Aufgrund der höheren Lebenserwartung von Frauen ist der Anteil der über 65-jährigen Frauen, die angeben, Hilfe zu benötigen (14 %), bzw. die Leistungen aus einer Pflegeversicherung bezogen (7 %), deutlich höher als der der älteren Männer (9 % mit Hilfebedarf und 5 % mit Leistungen aus einer Pflegeversicherung). Denn wie bereits erwähnt, werden die höheren Altersgruppen immer stärker von Frauen dominiert. Da jedoch mit zunehmendem Alter auch das Risiko, die Aufgaben des täglichen Lebens nicht mehr allein bewältigen zu können, bzw. das Risiko, pflegebedürftig zu werden, steigt, ist auch hier ein deutlicher Frauenüberhang zu beobachten.

1 Siehe Cornelius, Ivar: Zur Bevölkerungsentwicklung in Baden-Württemberg bis zum Jahr 2050, in: Statistisches Monatsheft Baden-Württemberg, Heft 12/2003, S. 3-10.

2 Abgekürzte Sterbetafel für Baden-Württemberg 2000/2002.

3 Siehe Cornelius, Ivar: Die Entwicklung von Geburten, Sterbefällen, Heiraten und Ehescheidungen 1999 mit einem Rückblick auf die 90er-Jahre, in: Baden-Württemberg in Wort und Zahl, Heft 12/2000, S. 573-582.

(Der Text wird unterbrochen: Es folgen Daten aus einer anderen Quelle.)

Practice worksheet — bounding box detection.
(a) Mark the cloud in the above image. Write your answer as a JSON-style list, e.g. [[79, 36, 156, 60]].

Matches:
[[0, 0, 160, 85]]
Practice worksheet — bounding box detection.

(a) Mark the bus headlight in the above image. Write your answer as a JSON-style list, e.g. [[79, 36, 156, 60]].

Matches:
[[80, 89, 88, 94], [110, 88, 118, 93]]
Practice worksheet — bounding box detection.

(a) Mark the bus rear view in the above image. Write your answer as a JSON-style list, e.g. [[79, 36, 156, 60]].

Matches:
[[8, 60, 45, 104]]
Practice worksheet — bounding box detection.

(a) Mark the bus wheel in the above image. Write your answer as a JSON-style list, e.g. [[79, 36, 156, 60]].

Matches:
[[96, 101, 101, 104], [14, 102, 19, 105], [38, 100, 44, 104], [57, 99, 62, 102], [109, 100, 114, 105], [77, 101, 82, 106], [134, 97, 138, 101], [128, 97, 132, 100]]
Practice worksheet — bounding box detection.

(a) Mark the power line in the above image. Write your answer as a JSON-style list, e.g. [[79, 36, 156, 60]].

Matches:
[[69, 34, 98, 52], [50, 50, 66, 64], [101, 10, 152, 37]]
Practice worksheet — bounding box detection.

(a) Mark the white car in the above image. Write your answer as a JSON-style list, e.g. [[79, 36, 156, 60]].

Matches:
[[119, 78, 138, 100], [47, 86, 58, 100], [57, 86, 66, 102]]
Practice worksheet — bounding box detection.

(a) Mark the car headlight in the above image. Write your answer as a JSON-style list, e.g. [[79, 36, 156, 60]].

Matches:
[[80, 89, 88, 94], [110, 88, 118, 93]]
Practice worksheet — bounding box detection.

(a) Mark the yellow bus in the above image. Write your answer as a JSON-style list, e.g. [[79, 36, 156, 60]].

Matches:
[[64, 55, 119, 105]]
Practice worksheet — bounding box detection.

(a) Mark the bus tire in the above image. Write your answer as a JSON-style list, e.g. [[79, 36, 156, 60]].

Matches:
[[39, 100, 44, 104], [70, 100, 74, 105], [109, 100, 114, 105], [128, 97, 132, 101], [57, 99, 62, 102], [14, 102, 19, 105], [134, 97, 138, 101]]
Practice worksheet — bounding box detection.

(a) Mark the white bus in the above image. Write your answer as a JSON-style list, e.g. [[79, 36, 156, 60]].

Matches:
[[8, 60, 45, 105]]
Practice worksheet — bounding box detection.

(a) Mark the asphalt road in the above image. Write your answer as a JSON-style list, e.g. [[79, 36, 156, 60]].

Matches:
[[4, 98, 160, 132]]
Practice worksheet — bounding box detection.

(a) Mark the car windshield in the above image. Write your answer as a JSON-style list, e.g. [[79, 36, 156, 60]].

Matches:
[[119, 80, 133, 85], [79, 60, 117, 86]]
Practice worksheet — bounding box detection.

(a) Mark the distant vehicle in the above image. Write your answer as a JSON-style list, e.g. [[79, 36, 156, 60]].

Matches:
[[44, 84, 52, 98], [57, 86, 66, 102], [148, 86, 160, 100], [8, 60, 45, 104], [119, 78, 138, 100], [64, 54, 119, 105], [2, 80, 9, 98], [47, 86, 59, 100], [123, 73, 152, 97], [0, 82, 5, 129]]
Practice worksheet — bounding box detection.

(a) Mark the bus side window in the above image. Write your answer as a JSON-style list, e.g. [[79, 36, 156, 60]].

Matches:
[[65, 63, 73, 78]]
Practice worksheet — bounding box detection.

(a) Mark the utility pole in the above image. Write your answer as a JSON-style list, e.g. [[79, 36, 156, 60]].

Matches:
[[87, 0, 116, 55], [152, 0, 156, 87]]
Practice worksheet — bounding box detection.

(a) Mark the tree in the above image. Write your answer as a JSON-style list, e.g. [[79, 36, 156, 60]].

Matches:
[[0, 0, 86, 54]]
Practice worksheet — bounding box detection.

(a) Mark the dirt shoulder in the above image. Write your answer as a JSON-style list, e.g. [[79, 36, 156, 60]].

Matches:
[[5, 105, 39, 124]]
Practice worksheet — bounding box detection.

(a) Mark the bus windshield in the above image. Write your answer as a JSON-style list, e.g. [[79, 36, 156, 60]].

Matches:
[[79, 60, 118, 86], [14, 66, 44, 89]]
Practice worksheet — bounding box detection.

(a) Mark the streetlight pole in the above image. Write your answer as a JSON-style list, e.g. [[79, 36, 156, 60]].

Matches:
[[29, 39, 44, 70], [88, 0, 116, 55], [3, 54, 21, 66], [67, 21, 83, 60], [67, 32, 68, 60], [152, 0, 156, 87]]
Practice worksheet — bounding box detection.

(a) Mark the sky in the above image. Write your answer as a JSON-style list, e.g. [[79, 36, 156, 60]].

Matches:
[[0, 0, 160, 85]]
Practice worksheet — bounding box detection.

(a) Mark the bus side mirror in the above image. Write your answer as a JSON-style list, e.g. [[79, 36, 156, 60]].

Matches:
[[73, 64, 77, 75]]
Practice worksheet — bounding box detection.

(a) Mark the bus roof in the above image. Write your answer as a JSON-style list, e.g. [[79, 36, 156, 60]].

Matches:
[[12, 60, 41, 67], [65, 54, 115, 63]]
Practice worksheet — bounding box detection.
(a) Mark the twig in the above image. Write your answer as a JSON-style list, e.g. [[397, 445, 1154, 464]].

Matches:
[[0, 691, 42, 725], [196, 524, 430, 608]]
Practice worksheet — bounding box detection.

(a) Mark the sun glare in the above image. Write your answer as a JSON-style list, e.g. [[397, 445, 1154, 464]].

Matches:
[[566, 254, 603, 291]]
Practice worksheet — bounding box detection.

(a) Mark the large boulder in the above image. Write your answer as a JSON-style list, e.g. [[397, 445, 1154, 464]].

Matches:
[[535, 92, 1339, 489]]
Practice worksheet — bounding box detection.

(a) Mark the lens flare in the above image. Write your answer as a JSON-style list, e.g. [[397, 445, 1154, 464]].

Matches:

4 Siehe Alter und Gesellschaft. Dritter Bericht zur Lage der älteren Generation in der Bundesrepublik Deutschland. Bericht der Sachverständigenkommission an das Bundesministerium für Familie, Senioren, Frauen und Jugend, Berlin 2000.

5 Nach den Ergebnissen der bundesweiten Pflegestatistik erhielten in Baden-Württemberg zum Stichtag 15. Dezember 2001 knapp 170 000 Personen im Alter von 65 und mehr Jahren Leistungen aus der Pflegeversicherung. Die Differenz zwischen den Zahlen aus der Pflegestatistik und denen des Mikrozensus dürfte sich aus den methodischen Unterschieden der beiden Statistiken ergeben. So handelt es sich bei der bundesweiten Pflegestatistik um eine Totalerhebung, beim Mikrozensus um eine 1%-Stichprobe, die Daten wurden zu unter-schiedlichen Zeitpunkten erfasst. Darüber hinaus waren die Fragen zur Pflegebedürftigkeit im Rahmen des Mikrozensus freiwillig zu beantworten, was erfahrungsgemäß die Gefahr einer gewissen Untererfassung birgt. Die Strukturergebnisse der beiden Statistiken stimmen allerdings weit gehend überein.